You will not normally need to start treatment until the virus has begun weakening your immune system.
This is determined by mainly by measuring your levels of CD4, which are infection-fighting cells, in your blood.
Treatment is usually recommended to begin when your CD4 count falls to 350 or below, whether or not you have any symptoms. Treatment is also recommended to as soon as possible if your CD4 count is getting close to 350.
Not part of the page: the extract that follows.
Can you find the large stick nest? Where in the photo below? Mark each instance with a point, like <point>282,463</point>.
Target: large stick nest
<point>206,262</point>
The aim of the treatment is to reduce the level of HIV in the blood and prevent or delay any HIV-related illnesses.
Want to know more?
- namlife: Why monitor CD4 and viral load?
- namlife: When to start treatment?
If you have another condition
If you have also been diagnosed with hepatitis B or hepatitis C, it is recommended that you start treatment when your CD4 count falls below 500.
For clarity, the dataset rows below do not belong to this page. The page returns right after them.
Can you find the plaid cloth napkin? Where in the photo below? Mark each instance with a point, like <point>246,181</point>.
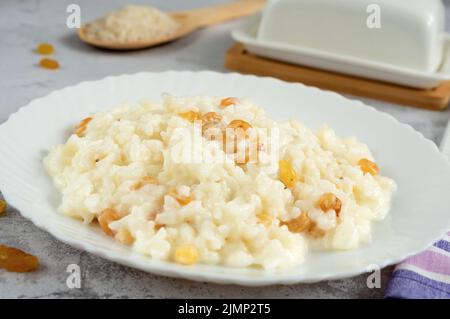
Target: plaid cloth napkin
<point>426,275</point>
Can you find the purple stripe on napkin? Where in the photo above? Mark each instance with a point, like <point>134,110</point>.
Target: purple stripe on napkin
<point>426,275</point>
<point>443,244</point>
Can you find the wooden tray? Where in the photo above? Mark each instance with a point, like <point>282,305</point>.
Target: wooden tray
<point>238,59</point>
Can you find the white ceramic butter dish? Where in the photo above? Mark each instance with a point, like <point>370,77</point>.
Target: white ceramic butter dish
<point>410,48</point>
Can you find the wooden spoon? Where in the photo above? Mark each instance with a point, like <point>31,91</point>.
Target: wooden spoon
<point>189,21</point>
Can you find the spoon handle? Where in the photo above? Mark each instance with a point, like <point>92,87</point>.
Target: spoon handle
<point>219,13</point>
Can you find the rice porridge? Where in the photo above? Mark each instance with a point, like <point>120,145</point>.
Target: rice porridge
<point>169,180</point>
Treatment is recommended to begin at any CD4 count if you are on radiotherapy or chemotherapy that will suppress your immune system, or if you have been diagnosed with certain other illnesses, including:
- tuberculosis
- HIV-related nephropathy (kidney
disease) - HIV-related neurocognitive (brain) illnesses
Want to know more?
Antiretroviral drugs
HIV is treated with antiretrovirals (ARVs), which work against the HIV infection by slowing down the spread of the virus in the body.
A combination of ARVs is used because HIV can quickly adapt and become resistant to one single ARV.
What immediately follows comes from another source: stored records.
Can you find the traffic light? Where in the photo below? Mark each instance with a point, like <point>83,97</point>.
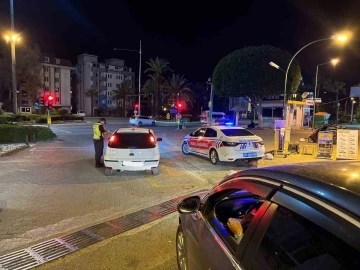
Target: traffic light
<point>50,101</point>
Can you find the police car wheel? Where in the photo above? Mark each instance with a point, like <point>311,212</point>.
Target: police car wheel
<point>107,172</point>
<point>155,171</point>
<point>214,158</point>
<point>185,148</point>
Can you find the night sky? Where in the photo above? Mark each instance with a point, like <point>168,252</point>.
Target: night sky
<point>192,35</point>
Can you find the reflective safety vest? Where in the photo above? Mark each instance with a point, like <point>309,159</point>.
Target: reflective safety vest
<point>97,132</point>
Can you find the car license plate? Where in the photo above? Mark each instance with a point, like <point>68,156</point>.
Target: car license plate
<point>250,155</point>
<point>133,163</point>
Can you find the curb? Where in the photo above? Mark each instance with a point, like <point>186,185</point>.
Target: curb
<point>12,152</point>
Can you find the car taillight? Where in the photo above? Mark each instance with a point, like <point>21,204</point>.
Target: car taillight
<point>231,144</point>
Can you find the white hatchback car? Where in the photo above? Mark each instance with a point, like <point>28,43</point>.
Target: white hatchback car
<point>139,120</point>
<point>224,143</point>
<point>132,149</point>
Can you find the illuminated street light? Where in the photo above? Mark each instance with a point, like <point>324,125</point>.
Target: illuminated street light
<point>276,66</point>
<point>352,108</point>
<point>343,37</point>
<point>13,38</point>
<point>334,62</point>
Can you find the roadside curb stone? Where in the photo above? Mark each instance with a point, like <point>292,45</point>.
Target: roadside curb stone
<point>14,151</point>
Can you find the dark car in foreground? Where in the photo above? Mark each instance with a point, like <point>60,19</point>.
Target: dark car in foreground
<point>301,216</point>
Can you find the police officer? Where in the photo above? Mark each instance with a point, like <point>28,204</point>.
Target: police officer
<point>99,134</point>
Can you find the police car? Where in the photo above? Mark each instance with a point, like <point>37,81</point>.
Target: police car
<point>224,143</point>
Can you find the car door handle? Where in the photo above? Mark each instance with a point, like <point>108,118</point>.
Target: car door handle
<point>195,216</point>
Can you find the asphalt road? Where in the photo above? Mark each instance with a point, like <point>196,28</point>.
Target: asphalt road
<point>54,189</point>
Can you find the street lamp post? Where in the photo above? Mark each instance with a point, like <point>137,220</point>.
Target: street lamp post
<point>352,109</point>
<point>140,52</point>
<point>334,62</point>
<point>340,38</point>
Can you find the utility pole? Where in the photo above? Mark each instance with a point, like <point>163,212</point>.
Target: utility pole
<point>140,79</point>
<point>13,59</point>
Patients tend to take three or more types of ARV medication. This is known as combination therapy or highly active antiretroviral therapy (HAART).
Some antiretroviral drugs have been combined into one pill, known as a "fixed dose combination". This means that the most common treatments for people just diagnosed with HIV involve taking just one or two pills a day.
Different combinations of ARVs work for different people so the medicine you take will be individual to you.
Once HIV treatment is started, you will probably need to take the medication for the rest of your life. For the treatment to be effective, it will need to be taken on time, every time.
Many of the medicines used to treat HIV can react in unpredictable ways if you take them with other types of medicines.
These include herbal remedies such as St John's Wort, recreational drugs such as cocaine, and some over-the-counter medicines. Always check with clinic staff or your GP before taking any other medicines.
Want to know more?
- nam: Anti-HIV drugs (PDF, 1.37Mb)
- Terrence Higgins Trust: Treatment for HIV
- HIV i-Base: Introduction to combination therapy
Pregnancy
ARV treatment is available to prevent a pregnant woman from passing HIV to her child.
Without treatment, there is a one in four chance that your baby will develop HIV. With treatment, the risk is less than one in a hundred.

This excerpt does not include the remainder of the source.